Mais que isso. É deprimente ouvir o vice-presidente de futebol do clube, o homem responsável pelo vestiário colorado, dar entrevistas. Giovanni Luigi pode ser um ótimo administrador de empresas, mas, com todo o respeito, falta-lhe experiência não apenas para compreender um vestiário, mas para lidar com empresários de jogadores e dirigentes de outros clubes.
Só o acúmulo de incompetência pode fazer com que um time como o Inter não tenha conseguido fazer uma contratação decente este ano. Uma única! Os jogadores que vieram, pobres jogadores, não jogam de titular nem no nosso time lá da Praia do Rosa.
A atuação do atual presidente do Inter é simplesmente mórbida. Não há, nem de longe, qualquer semelhança com a força, a determinação e o conhecimento de Fernando Carvalho. O pior que poderia ter acontecido ao atual campeão da América e do mundo foi a saída de Fernando Carvalho. Experiente no futebol, conhecedor do mercado nacional e estrangeiro de jogadores e bom administrador, Carvalho deixou seu legado nas mãos de quem não sabe o que fazer com o cargo.
Leiam o que disse Luigi depois da derrota por 3 a 0 para os reservas do Fluminense, o maior vexame do Inter nos últimos 50 anos: “Há uma instabilidade emocional no grupo, vamos dar a volta por cima contra o Pachuca, quinta-feira, e decidir a Recopa diante da nossa torcida”. Este discurso frágil e sem qualquer conteúdo é o discurso do homem que manda no vestiário do Inter. Uma pobreza sem fim.
E o que dizer do técnico, então? Abel, o maior inventor do futebol brasileiro, já tem seu discípulo: Alexandre Gallo. Como não sabe o que fazer com os jogadores que tem, faz qualquer coisa.

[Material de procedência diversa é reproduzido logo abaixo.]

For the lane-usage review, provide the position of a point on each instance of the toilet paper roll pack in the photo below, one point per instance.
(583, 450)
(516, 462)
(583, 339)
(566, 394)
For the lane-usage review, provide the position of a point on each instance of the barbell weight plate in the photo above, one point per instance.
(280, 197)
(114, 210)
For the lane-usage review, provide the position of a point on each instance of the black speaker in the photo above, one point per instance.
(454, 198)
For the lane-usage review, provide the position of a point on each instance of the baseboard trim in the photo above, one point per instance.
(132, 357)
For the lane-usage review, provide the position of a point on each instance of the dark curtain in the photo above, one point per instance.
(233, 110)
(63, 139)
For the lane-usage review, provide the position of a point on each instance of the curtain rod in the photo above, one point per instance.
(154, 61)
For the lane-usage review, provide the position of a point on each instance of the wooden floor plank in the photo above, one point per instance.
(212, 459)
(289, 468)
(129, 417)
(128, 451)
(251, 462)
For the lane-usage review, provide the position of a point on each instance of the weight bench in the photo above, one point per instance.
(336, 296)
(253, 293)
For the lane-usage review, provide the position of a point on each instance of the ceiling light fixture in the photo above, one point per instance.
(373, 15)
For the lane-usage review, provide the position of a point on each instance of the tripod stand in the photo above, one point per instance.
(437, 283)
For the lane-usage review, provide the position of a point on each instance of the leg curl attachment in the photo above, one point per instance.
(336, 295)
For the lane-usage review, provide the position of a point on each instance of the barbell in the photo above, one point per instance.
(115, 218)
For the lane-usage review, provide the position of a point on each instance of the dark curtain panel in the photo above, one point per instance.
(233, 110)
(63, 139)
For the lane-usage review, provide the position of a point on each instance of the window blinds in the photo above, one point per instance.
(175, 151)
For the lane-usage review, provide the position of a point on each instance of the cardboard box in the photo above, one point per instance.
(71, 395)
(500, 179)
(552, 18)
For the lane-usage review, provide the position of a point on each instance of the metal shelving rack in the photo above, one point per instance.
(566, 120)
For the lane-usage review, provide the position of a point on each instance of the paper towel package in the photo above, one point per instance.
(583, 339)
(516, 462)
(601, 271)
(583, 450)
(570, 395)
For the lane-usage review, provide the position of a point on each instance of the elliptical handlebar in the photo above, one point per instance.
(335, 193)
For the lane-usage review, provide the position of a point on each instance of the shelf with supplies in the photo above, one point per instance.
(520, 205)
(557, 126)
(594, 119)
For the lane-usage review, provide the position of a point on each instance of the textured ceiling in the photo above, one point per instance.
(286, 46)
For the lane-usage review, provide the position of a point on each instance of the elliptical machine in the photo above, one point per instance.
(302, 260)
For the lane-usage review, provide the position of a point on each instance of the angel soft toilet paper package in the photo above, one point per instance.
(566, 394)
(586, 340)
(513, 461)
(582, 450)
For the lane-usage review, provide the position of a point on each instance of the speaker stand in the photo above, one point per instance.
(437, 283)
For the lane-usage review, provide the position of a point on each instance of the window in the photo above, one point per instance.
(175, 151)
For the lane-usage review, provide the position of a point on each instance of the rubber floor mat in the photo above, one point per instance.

E quando fazemos qualquer coisa, assim meio que sem certeza do que estamos fazendo, o resultado só pode ser um vexame, um fiasco.
O saldo de Gallo no Inter é de encher os olhos de qualquer um: três jogos, três derrotas e o time na zona de rebaixamento do Brasileirão. É outro que deveria ter autocrítica e pedir o boné.
Em meio a tanta crítica, vou absolver os jogadores do Inter. Eles não têm culpa da incompetência de seus chefes Vitório Píffero, Giovanni Luigi e Alexandre Gallo. Há um desgoverno total em todas as áreas do clube. Não há nenhum jogador do elenco colorado que sabe que time entra em campo no jogo seguinte e muito menos qual será o esquema. E a torcida segue com o nariz de palhaço.
Grêmio
Este sim, vai bem. Vou dedicar minha coluna de quarta-feira para falar sobre o bom momento tricolor e do desafio contra o Santos, pela Libertadores.